Earlier this year, Clinton unveiled plans to give free computers to poor Americans. He specifically called for $2.38 billion in taxpayer money to finance “1,000 community centers with computers serving the adults of America who otherwise would not have access to them.” Clinton also rhapsodized about the Web’s wonders. “I come from a small town in rural Arkansas,” he said, “and I’ve got a cousin that plays chess once or twice a week with a guy in Australia. I mean, it’s unbelievable.”
This is all very touching, but — like so much else that Washington perpetrates — the Clinton-Gore administration’s scheme addresses a problem the free market already is solving.
Indeed, researcher Adam Thierer believes Americans should celebrate today’s “digital deluge of opportunity.” As his new Heritage Foundation study clearly illustrates, the private sector is slashing prices for computer hardware, software, Internet access and even on-line data storage. In many cases, these goods and services are free of charge.
One needn’t be a multi-millionaire to buy a PC. eMachines produces a 466 MHz desktop for $399. PeoplePC sells each customer a brand-name computer, on-site service, unlimited Internet access and a home page for $24.95 per-month over three years.
You don’t have $24.95? Visit one of Kinko’s 1,005 stores in all 50 states. They rent Internet-connected PCs for 20 cents-per-minute. Juno.com and NetZero.Com are among many companies that offer free Web access.
As if they weren’t cheap enough, major American corporations are giving away computer technology to the digital have-nots. American Airlines recently announced that it will hand a free computer to each of its 112,000 workers. Ditto for Delta Airlines’ 72,000 staffers.
Ford Motor Company declared last February that it will furnish free, brand-new Hewlett-Packard computers and printers plus $5.00-per-month UUNET web subscriptions to its domestic and overseas employees. Naturally, some systems will go to affluent executives. But many more will enter the modest homes of secretaries, security guards and mail room clerks.
Ford’s plan “is really about developing personal skills and making sure that every one of our employees is connected to the marketplace,” Ford CEO Jac Nasser told PBS. “We feel that, if we can mobilize the hearts and minds and the technical capability of 370,000 people around the world then that has a power that is very difficult to match.”
Microsoft has created 15 Technology Centers in cooperation with the Boys and Girls Clubs of America. It has installed similar facilities at a Washington, D.C. housing project, a San Francisco Latino center and on a New Mexico Navajo Reservation. “In charity, as at work, we ask a lot of our people,” said Microsoft Chairman Bill Gates. “Last year, they delivered incredibly well.” Through corporate grants, individual gifts and matching funds, Microsoft and its employees donated $25 million in cash and $79 million worth of software to the cyber-needy.
US West has provided more than $10 million in used computers to schools and non-profits since 1997. The Denver-based Baby Bell also confers free, year-round technology training through its Widening Our World program. US West has sent 11 teams of University of Northern Colorado students and recent graduates on the road with mobile computer gear. Since 1996, this effort has instructed more than 110,000 people at community centers, housing projects and senior centers across the company’s 14-state region.
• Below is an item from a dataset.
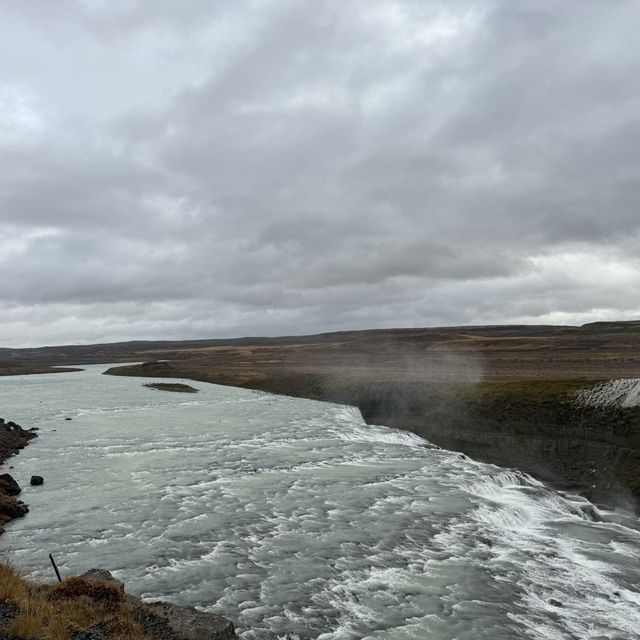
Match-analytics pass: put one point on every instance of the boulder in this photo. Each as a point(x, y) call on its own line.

Visa launched an Internet-based program called “Practical Money Skills. For Life.” on May 2. It is donating computers and Internet access to poor high schools and collaborating with some 12,000 other campuses already on-line. “People should learn how to manage their finances before they leave high school or get their first ‘real job,’ ” said Senior Vice-President Kelly Presta. Visa’s joint website with Edgate.com will include “lessons for teachers, information for students and background for parents to help their children with these issues.”
Bill Clinton arrives in cyberspace as a Johnny-come-needlessly. Beyond computers, Clinton’s fellow politicians — and corporate leaders — must address the simple skills required to handle data systems. “Before we start talking about plunking $2 billion for Internet connectivity for inner-cities and redneck school districts, we better worry about the fact that the failure of basic education does not go well with the computer-based, highly unforgiving environment of the Internet,” says Tom Lipscomb, President of the Manhattan-based Center for the Digital Future. “If you can’t spell, you can’t URL.”